Safety, easy access to the great outdoors and the city make it great place to live, but high housing costs a worry
METRO VANCOUVER – From where he lives in North Vancouver, Gordon White can be kayaking in the Capilano River in five minutes, rock climbing in Squamish in under an hour or kicking back at a wine bar in downtown Vancouver in half an hour or less.
The North Shore’s proximity to both the great outdoors and the cultural amenities of a big city are among the reasons its residents are among the happiest in the region, according to the results of a poll conducted by Angus Reid Global.
Most North Shore residents (89 per cent) rated the area as an excellent or good place to live, roughly on par with other Metro Vancouver municipalities, with marked exception of Surrey, at 64 per cent.
However, those on the North Shore were significantly more enthusiastic in their endorsement, with more than half (54 per cent), rating the area as an excellent place to live, well above the regional average of 33 per cent.
Part of the reason could be that the two factors North Shore residents gave highest marks for — safety of the community and as a good place to raise children — were also the measures that proved to be key determinants of satisfaction for all respondents, with economic and geographic factors taking a back seat.

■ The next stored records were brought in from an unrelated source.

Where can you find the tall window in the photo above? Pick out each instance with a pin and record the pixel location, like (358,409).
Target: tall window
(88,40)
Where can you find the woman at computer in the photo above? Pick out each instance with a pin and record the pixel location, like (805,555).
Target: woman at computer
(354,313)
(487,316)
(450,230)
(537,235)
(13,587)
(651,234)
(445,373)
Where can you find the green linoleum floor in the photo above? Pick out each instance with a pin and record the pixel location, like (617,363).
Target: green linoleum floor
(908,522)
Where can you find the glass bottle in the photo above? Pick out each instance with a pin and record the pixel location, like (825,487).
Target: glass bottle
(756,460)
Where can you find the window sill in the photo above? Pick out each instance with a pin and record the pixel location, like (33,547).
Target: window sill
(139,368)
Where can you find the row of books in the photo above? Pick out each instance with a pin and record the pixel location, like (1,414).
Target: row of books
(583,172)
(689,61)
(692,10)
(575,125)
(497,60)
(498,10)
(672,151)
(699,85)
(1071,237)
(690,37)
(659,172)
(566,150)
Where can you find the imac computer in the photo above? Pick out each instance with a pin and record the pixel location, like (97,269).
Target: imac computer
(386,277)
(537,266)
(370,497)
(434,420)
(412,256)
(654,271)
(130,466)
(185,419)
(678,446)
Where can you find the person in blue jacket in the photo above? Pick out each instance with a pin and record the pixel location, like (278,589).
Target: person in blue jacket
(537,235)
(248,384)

On safety in particular, a remarkable 85 per cent of residents rated the North Shore as excellent or good, compared with a regional average of 49 per cent and a low of 13 per cent in Surrey.
“If I’m going to live in Vancouver, I’m not going to live in any other community,” said Kim Hirst, who has lived in North Vancouver most of her life. “I like being able to escape the crowds and the noise.”
The North Shore has held on to something of a small-town feeling, especially in places like Edgemont Village, said Hirst, who said she enjoys running into people she knows while out and about. Access to green space, parks and outdoor recreation is also important to Hirst, who bikes to work and hits the ski hills in the winter. The North Shore received the highest score in the region on this measure as well.
White moved to the North Shore primarily because of the easy access to outdoor recreation. He is an avid kayaker, rock climber, backcountry enthusiast and skier.
“It’s a slower pace in North Van. … It was like moving to a small town in some ways after the hustle, bustle, sort of faster more trendy Kitsilano,” he said. “You go to North Van and it’s like, wow. People are just so much more relaxed and friendly.”